# Analysis of community ecology data in R

David Zelený

### Others

Author: David Zelený en:pcoa_nmds

This is an old revision of the document!

# Ordination analysis

## PCoA & NMDS (distance-based unconstrained ordination)

### Theory #### Principal Correspondence Analysis (PCoA)

This method is also known as MDS (Metric Multidimensional Scaling). While PCA preserves Euclidean distances among samples and CA chi-square distances, PCoA provides Euclidean representation of a set of objects whose relationship is measured by any dissimilarity index. As well as PCA and CA, PCoA returns a set of orthogonal axes whose importance is measured by eigenvalues. This means that calculating PCoA on Euclidean distances among samples yields the same results as PCA calculated on the covariance matrix of the same dataset (if scaling 1 is used), and PCoA on Chi-square distances similar results to CA (but not identical, because CA is applying the weights in the calculation). In case of using non-metric (non-Euclidean) distance index, the PCoA may produce axes with negative eigenvalues which cannot be plotted. Solution to this is to either convert the non-metric dissimilarity index to metric one (e.g. Bray-Curtis dissimilarity is non-metric, but after square-root transformation becomes metric) or using specific corrections (Lingoes or Cailliez). Since the PCoA algorithm is based on the matrix of dissimilarities between samples, the species scores are not calculated; however, the species can be projected to the ordination diagram as weighted means or correlations, similarly as supplementary environmental variables.

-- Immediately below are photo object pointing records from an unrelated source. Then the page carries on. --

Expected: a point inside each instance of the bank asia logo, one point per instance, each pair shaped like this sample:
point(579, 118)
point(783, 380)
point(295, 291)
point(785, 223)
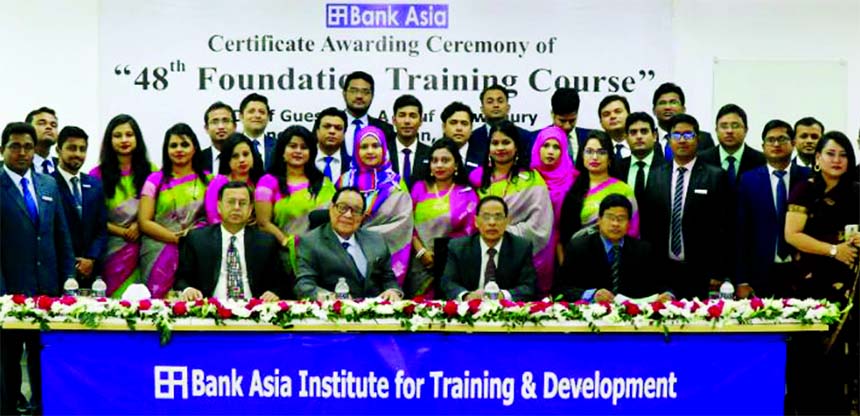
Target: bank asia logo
point(407, 16)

#### Non-metric Multidimensional Scaling (NMDS)

Non-metric alternative to PCoA analysis - it can use any distance measure among samples, and the main focus is on projecting the relative position of sample points into low dimensional ordination space (two or three axes). The method is distance based, not eigenvalue based - it means that it does not attempt to maximize the variance preserved by particular ordination axes and resulting projection could therefore be rotated in any direction.

The algorithm goes like this (simplified):

1. Specify the number of dimensions m you want to use (into which you want to scale down the distribution of samples in multidimensional space - that's why it's scaling).
2. Construct initial configuration of all samples in m dimensions as a starting point of iterative process. The result of the whole iteration procedure may depend on this step, so it's somehow crucial - the initial configuration could be generated by random, but better way is to help it a bit, e.g. by using PCoA ordination as a starting position.
3. An iterative procedure tries to reshuffle the objects in given number of dimension in such a way that the real distances among objects reflects best their compositional dissimilarity. Fit between these two parameters is expressed as so called stress value - the lower stress value the better.
4. Algorithm stops when new iteration cannot lower the stress value - the solution has been reached.
5. After the algorithm is finished, the final solution is rotated using PCA to ease its interpretation (that's why final ordination diagram has ordination axes, even if original algorithm doesn't produce any).